Gone are the days when Epiphone advertising marketing mocked the Gibson slogan “Only a Gibson is good enough!” displayed on their guitars banner headstock and added: “Epiphone, when good enough is not good enough!“. A snub that says a lot about the rivalry between the two giants of the archtop guitar in the mid-1940s, which many musicians assured and still assure that Epiphone came out musically victorious: the Epiphone Emperor, Epiphone Deluxe, Epiphone Zephyr, Epiphone Broadway, Epiphone Trium ph are still present today to fuel the debate!
And yet, Epiphone is still perceived and considered as a sub-brand of the giant Gibson which swallowed it up in 1957 under the direction of Ted McCarty. Indeed, by buying the company Epiphone, a family business then without a buyer, Gibson carried out a good operation which went beyond its ambition since the company thought above all of buying back tools to manufacture double basses…
The history of Epiphone begins at the end of the 19th century in Turkey. Son of a wood merchant of Greek origin, Anastasios Stathopoulos works in the family store in Smyrna, and specializes in the sale and repair of lutes, violins and bouzoukis. A talented luthier, he quickly opened his own instrument factory, but the taxes imposed by the Ottoman Empire on Greek immigrants hampered its development.
In 1903, at the age of 40, Anastasios decided to try his luck in the United States. Like many Greek and Italian immigrants, he landed in New York and settled in the Lower East Side of Manhattan. Anastasios works on the ground floor of the family home, and his two sons Epaminondas and Orpheus come to assist him in the workshop from an early age. They then mainly made mandolins, very popular instruments in the United States at that time. In 1915, on the death of his father, “Epi”, then aged 22, took over the reins of the family factory.
With the advent of post-war jazz, the mandolin was supplanted by the tenor banjo. Epi, who is an accomplished musician, feels the tide is turning and is one of the first to follow the trend by embarking on the production of this new instrument. He filed a tone ring patent in 1917. In 1924, he began to produce a range of banjos under the name Epiphone Recording Series. These instruments are very successful. While Epiphone mainly produces tenor banjos, intended for jazz and dixieland musicians, it also offers plectrum versions with a longer scale length, 5 or 6 string models, and banjolines. At that time, the brand was distinguished by the production of richly ornamented instruments.
In 1928, Epiphone introduced a range of five models of jazz guitars, under the name of Recording Series. Of uncommon shapes, these have little projection compared to Gibson: the series is a commercial failure. With the Masterbilt series, directly inspired by the famous Gibson L-5, Epiphone corrects the situation. The range consists of seven archtops models: DeLuxe, Broadway, Triumph, Royal, Blackstone, Zenith and Olympic. In 1934, Gibson retaliated by releasing its largest guitar, the Super 400, with a 18-inch-wide body. In response, Epiphone introduced its Emperor model in 1936, with an 18.5-inch body, and drove the point home the following year, increasing the Masterbilt body size by 3/8ths of an inch. Epiphone also offers lap-steels and tube amplifiers, under the Electar brand. The latter were developed by Nathan Daniel (1912-1994), who would later found Danelectro.

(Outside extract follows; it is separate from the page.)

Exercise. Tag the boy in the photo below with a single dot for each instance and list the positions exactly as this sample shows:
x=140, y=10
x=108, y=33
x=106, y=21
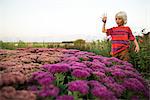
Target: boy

Epi died of leukemia in 1943, and his two brothers Orphie and Frixo inherited the company. In 1953, the production site was transferred from New York to Philadelphia. As most of the workers preferred not to leave Little Italy, Epiphone lost a large part of its skilled workforce in this restructuring. The firm is on the decline and cannot reinvent itself in this post-war period.
On the rumored advice of Les Paul, Ted McCarty, president of Gibson, acquired the company in 1957. Epiphone then became a subsidiary offering mainly hollow body and thinline models: Casino, Sheraton and Riviera which are essentially Gibson reviewed and corrected. The brand had a great time until the end of the 60s and you can see The Beatles, The Byrds and many other popular bands playing Epiphone guitars which have something a little more trendy than the Gibsons.
After Gibson was taken over by Norlin, the Epiphone name was relocated first to Japan in 1970 and then throughout Asia. With more or less luck, it is on more or less interesting productions of the entry level and mid-range market. The recent contemporary Epiphone series restore the image of this marvelous house, from which Freedie Green (1911-1987) on the Emperor model, Django Reinhardt and his occasional electric Epiphone Zephyr, Harry Volpe (1904-1995), Dave Davies (1947) and his Epiphone Casino, the strings of the Beatles Paul McCartney (1942), George Harrison (1943-2001), John Lennon (1940-1980) who recorded the album Sgt. Pepper’s Lonely Hearts Club Band only with their respective Epiphone Casino, and The Rolling Stones which are not left out on the same model, finally let’s mention Noel Gallagher on his Epiphone Sheraton.